Mitigating Inheritance Tax

The clients

Chris and Alison came to us looking for advice on what to do with Chris’ pension. They are married, with three children. The couple were both already retired and receiving their Defined Benefit pensions from their previous employers in addition to their State Pensions. Chris had also accumulated a considerable personal pension pot and he had decided he may as well take it as there was no point in leaving it there forever.

Chris and Alison also owned two rental properties, which provided a good additional income. Alison has also recently inherited an investment portfolio from her late father.

What we did

During our discussions, one of the concerns highlighted was Inheritance Tax. All of their assets were due to be left to each other on death, and then the children equally, once they had both gone. We calculated the current Inheritance Tax liability for their children to pay was almost £100,000. They appreciated the children would still benefit from far more than they had received, but really didn’t like the idea of paying that much tax if it could be avoided.

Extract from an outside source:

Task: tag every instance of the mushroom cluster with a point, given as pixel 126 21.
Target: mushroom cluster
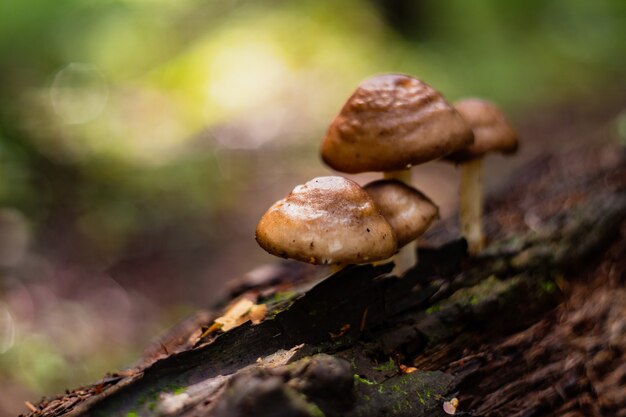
pixel 389 124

When we mapped out their current income and expenditure, it was quickly clear that they didn’t need any additional income to support their lifestyle; in fact, they already had excess not being spent. We explained that Chris’ current pension pot was outside of his estate and therefore the money would not be subject to Inheritance Tax on his death. Therefore, drawing an income he didn’t need, paying additional income tax to take it and increasing the value of his taxable estate for no reason didn’t make sense. Chris quickly agreed.

Currently, Chris’ pension has Alison nominated as his intended beneficiary when he dies. We analysed whether it would be likely that, if Chris predeceased Alison, she would need to take an income from the pension pot, but it was clear that she wouldn’t.

We recommended that Chris did not take any income from his pension. Instead, we recommended that he change the nominated beneficiaries to his three children and viewed the pension as a tax-efficient vehicle to pass on money to them. His children can now use the inherited pension to provide them with an income, either immediately or during their retirement.

The results

Chris and Alison are very pleased that they have potentially saved a lot of tax and provided more for their children.

We now meet with them regularly to monitor and review their investment portfolio and Inheritance Tax position.